Nobody can say for sure whether Talia will be here in a year. Since so few cases of CMT4J have been documented and closely monitored, it is impossible for doctors to accurately predict how quickly her disorder will continue to progress. The life expectancy for patients is highly variable: In one case, a 56-year-old man wasn’t diagnosed until after he retired as a firefighter and noticed that the muscles in his hands and feet were acting strangely.
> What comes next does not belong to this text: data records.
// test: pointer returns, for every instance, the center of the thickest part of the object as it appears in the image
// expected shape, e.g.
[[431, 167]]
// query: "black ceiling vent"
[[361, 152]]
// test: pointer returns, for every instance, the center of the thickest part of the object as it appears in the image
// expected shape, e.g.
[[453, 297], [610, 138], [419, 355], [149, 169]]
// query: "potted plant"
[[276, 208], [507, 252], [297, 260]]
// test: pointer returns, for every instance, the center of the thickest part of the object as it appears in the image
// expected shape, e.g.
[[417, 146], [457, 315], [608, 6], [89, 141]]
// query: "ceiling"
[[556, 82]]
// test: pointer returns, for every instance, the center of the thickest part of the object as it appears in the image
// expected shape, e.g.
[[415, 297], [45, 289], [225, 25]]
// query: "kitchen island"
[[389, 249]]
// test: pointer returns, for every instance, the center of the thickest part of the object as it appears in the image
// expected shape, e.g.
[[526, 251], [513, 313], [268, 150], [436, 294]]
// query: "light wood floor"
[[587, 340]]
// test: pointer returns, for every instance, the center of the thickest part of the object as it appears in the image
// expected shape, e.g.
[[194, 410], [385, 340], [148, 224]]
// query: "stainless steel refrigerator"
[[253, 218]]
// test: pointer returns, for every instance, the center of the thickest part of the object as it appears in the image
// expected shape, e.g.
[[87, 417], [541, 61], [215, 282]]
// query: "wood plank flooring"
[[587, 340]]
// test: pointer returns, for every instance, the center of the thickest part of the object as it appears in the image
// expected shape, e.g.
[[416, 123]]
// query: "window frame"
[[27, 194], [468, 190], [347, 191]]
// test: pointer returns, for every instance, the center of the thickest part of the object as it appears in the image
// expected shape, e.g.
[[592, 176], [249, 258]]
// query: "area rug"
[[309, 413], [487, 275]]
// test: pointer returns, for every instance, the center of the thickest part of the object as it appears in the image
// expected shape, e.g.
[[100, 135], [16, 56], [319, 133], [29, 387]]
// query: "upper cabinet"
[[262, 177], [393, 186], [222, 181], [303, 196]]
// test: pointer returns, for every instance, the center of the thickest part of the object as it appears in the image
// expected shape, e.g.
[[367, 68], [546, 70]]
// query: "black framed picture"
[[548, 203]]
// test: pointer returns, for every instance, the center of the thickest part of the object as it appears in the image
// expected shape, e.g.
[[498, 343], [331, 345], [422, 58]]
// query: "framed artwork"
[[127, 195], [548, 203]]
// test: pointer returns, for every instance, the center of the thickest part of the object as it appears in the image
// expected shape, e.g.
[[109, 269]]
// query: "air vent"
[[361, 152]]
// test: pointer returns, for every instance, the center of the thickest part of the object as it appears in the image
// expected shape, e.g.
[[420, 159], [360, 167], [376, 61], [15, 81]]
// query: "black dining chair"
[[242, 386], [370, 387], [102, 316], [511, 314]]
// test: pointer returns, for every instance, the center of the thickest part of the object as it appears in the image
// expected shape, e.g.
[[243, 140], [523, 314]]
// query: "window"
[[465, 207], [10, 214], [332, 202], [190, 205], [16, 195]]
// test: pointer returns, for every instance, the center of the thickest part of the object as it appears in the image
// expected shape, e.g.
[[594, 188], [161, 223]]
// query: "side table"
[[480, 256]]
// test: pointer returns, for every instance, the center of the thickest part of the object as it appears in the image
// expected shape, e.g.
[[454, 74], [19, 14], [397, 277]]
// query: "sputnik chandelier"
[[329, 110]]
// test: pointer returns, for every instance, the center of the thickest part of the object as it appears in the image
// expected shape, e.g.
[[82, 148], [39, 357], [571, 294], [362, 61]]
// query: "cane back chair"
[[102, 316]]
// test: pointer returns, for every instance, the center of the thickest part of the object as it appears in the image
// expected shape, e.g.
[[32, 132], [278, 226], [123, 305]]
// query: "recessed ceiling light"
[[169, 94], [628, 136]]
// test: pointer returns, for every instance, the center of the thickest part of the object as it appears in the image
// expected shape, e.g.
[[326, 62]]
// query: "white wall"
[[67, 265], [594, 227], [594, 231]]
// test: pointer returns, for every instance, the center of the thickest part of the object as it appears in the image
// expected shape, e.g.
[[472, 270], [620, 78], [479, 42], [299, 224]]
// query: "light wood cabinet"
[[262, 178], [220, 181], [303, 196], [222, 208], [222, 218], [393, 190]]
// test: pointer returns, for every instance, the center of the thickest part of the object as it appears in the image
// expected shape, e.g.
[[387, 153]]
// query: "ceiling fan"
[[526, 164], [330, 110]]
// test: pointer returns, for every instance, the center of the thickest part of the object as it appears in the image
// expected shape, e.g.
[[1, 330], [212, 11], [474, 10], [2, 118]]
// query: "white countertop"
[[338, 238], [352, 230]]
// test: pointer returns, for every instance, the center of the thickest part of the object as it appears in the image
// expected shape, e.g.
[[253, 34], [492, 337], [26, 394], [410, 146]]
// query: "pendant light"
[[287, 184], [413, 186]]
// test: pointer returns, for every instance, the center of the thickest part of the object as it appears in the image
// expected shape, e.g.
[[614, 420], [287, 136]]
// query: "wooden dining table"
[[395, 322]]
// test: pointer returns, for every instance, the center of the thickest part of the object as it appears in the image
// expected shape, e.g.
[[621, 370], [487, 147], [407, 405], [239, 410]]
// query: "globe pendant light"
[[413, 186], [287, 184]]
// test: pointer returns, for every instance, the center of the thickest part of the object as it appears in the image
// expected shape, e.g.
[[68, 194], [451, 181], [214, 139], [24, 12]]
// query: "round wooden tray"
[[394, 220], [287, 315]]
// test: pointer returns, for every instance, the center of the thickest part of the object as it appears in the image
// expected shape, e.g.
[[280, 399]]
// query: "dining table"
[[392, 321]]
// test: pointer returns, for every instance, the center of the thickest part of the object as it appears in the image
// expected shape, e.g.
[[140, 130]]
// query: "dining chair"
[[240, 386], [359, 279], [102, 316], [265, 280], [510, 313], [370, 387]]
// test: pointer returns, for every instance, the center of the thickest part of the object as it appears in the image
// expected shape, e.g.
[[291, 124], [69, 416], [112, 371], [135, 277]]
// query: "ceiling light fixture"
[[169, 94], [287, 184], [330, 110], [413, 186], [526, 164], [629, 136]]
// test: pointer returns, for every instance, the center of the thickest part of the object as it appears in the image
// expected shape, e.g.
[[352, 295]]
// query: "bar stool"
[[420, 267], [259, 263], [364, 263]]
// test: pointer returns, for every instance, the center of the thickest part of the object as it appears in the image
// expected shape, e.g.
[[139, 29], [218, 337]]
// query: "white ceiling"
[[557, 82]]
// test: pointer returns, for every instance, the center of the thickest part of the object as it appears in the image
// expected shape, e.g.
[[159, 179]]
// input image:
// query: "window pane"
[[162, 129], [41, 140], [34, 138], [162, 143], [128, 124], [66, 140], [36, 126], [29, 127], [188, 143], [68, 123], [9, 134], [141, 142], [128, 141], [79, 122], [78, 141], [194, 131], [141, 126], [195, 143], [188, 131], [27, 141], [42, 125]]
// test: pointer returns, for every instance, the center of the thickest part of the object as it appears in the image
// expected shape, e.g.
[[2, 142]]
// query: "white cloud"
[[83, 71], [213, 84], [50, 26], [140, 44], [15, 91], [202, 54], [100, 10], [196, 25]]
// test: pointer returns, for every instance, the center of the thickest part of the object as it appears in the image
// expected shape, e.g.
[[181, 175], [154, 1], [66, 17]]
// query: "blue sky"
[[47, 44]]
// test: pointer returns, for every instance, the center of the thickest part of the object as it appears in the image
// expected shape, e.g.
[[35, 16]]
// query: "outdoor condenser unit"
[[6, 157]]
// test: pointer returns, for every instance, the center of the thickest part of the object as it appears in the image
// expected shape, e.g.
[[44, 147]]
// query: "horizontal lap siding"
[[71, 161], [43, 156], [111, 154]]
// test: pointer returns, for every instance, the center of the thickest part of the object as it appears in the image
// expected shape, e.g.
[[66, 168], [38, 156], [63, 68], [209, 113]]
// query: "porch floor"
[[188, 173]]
In other cases, children began exhibiting symptoms as early as age three.
Jocelyn knows that Talia might not live long enough to reap the fruits of her labor. “My biggest fear is that we’ll have this proof of concept,” she says, “and we’ll not have the money needed to move forward.” Regardless, she is committed to seeing the mission of Cure CMT4J through to the end, knowing that in some small way, Talia’s journey will make it easier for other families to find their paths through the unforgiving world of rare diseases: “I’m hopeful that perhaps in the future people won’t have to do what we’re doing.” Her daydreams of her daughters skipping hand in hand down the street have been replaced by daydreams of a medical center where patients with rare genetic disease are diagnosed and matched to an appropriate treatment right on the spot. “It won’t cost millions of dollars,” she says. “Just go and get your treatment and be on your way.”
Talia has daydreams of her own. There are times when she gets frustrated by her body’s limitations, and she’ll say, “Mom, I can’t walk” or “Mom, I can’t run.” And Jocelyn will tell her that’s why everyone is working so hard to make a medicine for her. And then Talia will let her imagination run wild and say, “Mom, I can’t fly.” And Jocelyn will tell her, “It’s okay, sweetheart. I can’t fly, either.”